Brick by Brick
Here’s the raw and touching spectacle of a rock & roll troublemaker seriously trying to build a new life. Iggy Pop once was dangerously bad. In his screaming prime as a precursor of punk during the early ’70s, he’d writhe himself bloody on stage, then incite his audience to throw things and even to beat him up.
Now he’s revered as a living legend of rock. And this past year he became a minor cult-movie hero, too: He was John Waters’ inspired choice to play the bad kids’ battered patriarch in Cry-Baby.

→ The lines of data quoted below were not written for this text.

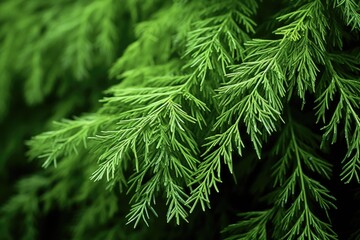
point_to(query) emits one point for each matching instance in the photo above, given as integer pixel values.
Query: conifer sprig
(297, 189)
(346, 110)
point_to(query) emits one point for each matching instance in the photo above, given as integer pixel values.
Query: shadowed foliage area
(204, 119)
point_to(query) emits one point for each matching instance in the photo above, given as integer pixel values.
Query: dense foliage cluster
(241, 106)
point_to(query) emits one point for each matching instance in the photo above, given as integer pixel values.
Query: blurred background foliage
(56, 59)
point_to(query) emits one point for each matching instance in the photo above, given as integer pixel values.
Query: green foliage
(203, 87)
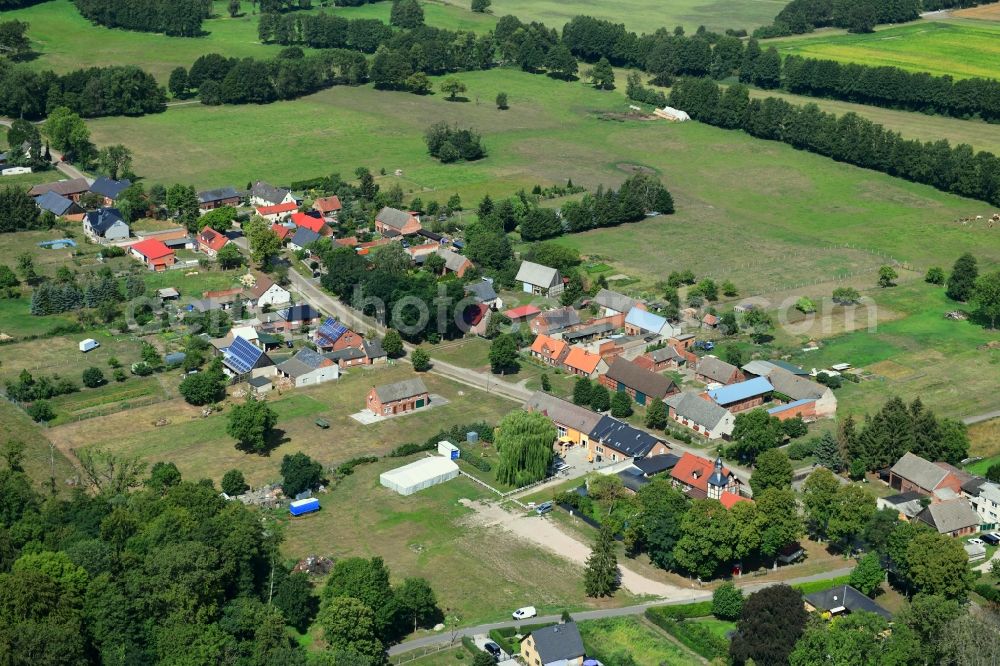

His latest album, Brick by Brick, shows him getting serious. Having hated life so much he almost killed himself, he now has painfully identified exactly what it was he hated. Partly it’s social evils like homelessness and racism. But mostly it’s dishonesty, especially — after a life spent in rock & roll — the dishonesty of glamour and fame. The notion of a living legend, it’s safe to bet, means nothing to him. ”I heard a lotta big talk,” he sings in ”Starry Night,” a jaunty song spiced with quasi-African guitar. ”Which country is strongest?/who plays the best guitar?/who f— cares/under the stars.”
He means every word; he painstakingly tells us to go to the desert, look up at the stars, and see for ourselves how false our lives have been. He sings all that with a bare-souled blend of innocence, bravado, and the bitterness of someone who repeatedly has been hurt.
His musicians are an extraordinary group. They include the highly emotional heartland rocker John Hiatt; Kate Pierson of the B-52’s; David Lindley, Los Angeles studio wizard and multi-instrumentalist, who’s responsible for the quasi- African guitar; Slash, the lead guitarist of Guns N’ Roses; and Kenny Aronoff, John Cougar Mellencamp’s powerful drummer.
But here’s the sad part. All this talent — and all Iggy Pop’s sincerity — adds up to less than the sum of its parts. There’s an abrasive purity in his lyrics and singing that isn’t matched either by the band’s playing or by the songs themselves. Musically speaking, this album is merely better-than-average rock & roll, even when it snarls in the darkness of the gutter, as in ”Pussy Power” (a song about enslavement to sex), or drives forward with something verging on real longing, as in ”Candy,” a duet with Kate Pierson.
But then the high-class anonymity of better-than-average rock & roll might, deep down, be just what Iggy Pop wants. If he means what he sings, he’d surely insist to the end that he wasn’t anybody special.